In a speech in Sydney, Kirby said he’s been fighting for such laws for 40 years, describing the fact that no “adequate” laws currently exist in Australia as “unacceptable”.

“The conduct of relentless personal campaigns against individuals is a feature now of much contemporary Australian media, not only in the print media and not only in tabloids,” Kirby said, adding that the emergence of social media has made the problem worse.

“Media and other publishers become judge and jury of their own abuses.  They decide whether any correction or redress for breaches of privacy will be granted.  The law is effectively silent for those who want to challenge such self-interested decisions.”

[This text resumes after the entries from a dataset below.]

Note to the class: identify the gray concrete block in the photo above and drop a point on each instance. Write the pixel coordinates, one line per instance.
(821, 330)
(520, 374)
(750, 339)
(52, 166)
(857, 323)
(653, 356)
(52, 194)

A NSW parliamentary committee recently examined the issue and recommended creating new legal action for serious invasion of privacy, according to a report by the ABC.

Kirby criticised the federal Parliament for not acting on recommendations, despite four reports by the Law Reform Commission.

“I think our politicians have been bamboozled by the media and maybe even bullied into doing nothing in these cases,” he said in an interview with the ABC.

“I'm not saying it should be open slather because someone's upset that their privacy has been invaded but I believe most Australians would be offended by instances of serious invasion of privacy, and they would be surprised and shocked that those privacy laws don't exist.

“So we need laws, preferably federal laws, but because the federal Parliament has messed around with this for over 40 years, we remain in the position that there really are no adequate laws.

“The time has come, I think, for the NSW Parliament to step in and provide protection for its citizens.”

Complaints could be heard informally by the privacy commissioner, Kirby said.

“It's not expensive to go to the privacy commissioner so presumably most people would opt to go there in the first instance,” he said.

“It's not that there are going to be thousands of people coming to bring action when they just get offended because it's extremely expensive to mount a legal action in court and people don't have that sort of money.”

The ABC reported that the NSW Government will respond to the committee’s recommendation to bring in privacy laws in September.

“This is just about little people who are insulted, humiliated, belittled and have their privacy invaded ... and they have no remedy under the law of Australia,” Kirby said.

“If the Federal Government won't do it, then it's up to the state governments to look after the citizens of their state.”